How to take interdependent (not independent) action.
Let's talk about 'structural couplings!'

Why do system strategies fail all the time?
We see only part of the system. (More)
We think data are objective reflections of reality. But they’re made through interactions in the world. So we misunderstand what data say, and what they don’t, and in turn, what problem we’re actually solving. (More)
We think technologies are ‘a solution.’ But this engineering mindset misunderstands the role of hierarchies, power dynamics, status, cultural norms etc. So power and culture — two very big things! — aren’t incorporated into our analysis of the system. (More)
We misunderstand how technologies shape a system — they aren’t additive, they’re ecological. (More)
We think we can predict how our intervention will impact the system but the system is complex, uncertain, and behaves in non-linear ways. (More)
I could go on.
But one of the biggest reasons system strategies fail is that we don’t see the interdependent nature of the system. We don’t see the connections between the parts — technology, people, organizations, etc. — that shape the system’s behavior. We’re entangled in relationships that shape our actions, which shape our relationships, which shape the system, which shapes our actions. Around and around we go!

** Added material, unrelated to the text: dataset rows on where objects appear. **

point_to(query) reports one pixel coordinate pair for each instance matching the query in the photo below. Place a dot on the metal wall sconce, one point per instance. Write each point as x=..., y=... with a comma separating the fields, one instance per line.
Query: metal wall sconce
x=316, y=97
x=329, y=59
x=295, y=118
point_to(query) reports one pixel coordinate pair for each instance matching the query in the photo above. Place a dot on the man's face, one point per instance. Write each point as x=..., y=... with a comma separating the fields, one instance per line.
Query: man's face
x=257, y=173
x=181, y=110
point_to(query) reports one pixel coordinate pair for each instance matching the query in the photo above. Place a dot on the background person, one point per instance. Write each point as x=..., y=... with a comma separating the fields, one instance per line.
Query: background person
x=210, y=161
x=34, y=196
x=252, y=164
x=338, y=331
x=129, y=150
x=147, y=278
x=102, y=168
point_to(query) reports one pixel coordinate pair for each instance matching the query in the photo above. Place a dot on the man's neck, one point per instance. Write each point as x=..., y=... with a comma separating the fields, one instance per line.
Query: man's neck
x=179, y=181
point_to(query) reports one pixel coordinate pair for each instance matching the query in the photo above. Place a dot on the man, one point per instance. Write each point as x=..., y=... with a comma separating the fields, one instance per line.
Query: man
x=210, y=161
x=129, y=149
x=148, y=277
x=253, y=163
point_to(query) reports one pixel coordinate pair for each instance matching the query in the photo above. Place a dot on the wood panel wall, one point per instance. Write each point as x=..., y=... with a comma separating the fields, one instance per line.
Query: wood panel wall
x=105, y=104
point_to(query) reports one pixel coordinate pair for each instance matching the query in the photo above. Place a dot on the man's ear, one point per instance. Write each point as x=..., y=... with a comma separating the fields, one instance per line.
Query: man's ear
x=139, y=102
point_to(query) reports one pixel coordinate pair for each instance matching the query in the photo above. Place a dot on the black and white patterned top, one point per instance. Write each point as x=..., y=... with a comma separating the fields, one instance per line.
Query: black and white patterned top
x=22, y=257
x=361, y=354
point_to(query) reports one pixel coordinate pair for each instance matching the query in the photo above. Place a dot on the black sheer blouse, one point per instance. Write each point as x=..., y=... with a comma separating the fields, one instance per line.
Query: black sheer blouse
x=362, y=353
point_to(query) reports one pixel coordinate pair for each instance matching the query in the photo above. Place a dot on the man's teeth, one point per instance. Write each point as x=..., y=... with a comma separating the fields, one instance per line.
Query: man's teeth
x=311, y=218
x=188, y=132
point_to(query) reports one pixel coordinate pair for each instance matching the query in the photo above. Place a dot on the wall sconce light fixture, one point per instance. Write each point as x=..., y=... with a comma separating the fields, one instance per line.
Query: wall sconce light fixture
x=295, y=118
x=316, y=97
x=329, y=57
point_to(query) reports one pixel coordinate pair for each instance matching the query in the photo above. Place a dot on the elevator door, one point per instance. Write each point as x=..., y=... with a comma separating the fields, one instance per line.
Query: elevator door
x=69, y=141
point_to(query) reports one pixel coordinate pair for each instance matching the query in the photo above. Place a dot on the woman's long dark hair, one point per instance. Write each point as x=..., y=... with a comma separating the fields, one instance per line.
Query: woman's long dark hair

In biology, this is called “structural coupling.” As Patrick Hoverstadt and Lucy Loh explain in Patterns of Strategy, it is “the process whereby an organism interacts with its environment in such a way that the organism changes the environment and the environment changes the organism.” The macro behavior of the system emerges from these interactions and the dynamics they create.
But we’re not often aware of how these relationships — without any intervention on our part — shape the direction of our strategy and the evolution of our organization. “Just as in biology,” Hoverstadt and Loh explain, “evolution doesn’t demand the hand of a conscious designer, so in organizations a structural coupling view of strategy doesn’t demand that there is any conscious strategy at work.” Systems strategy requires that we get to know the relationships that shape our behavior, and the path we’re on.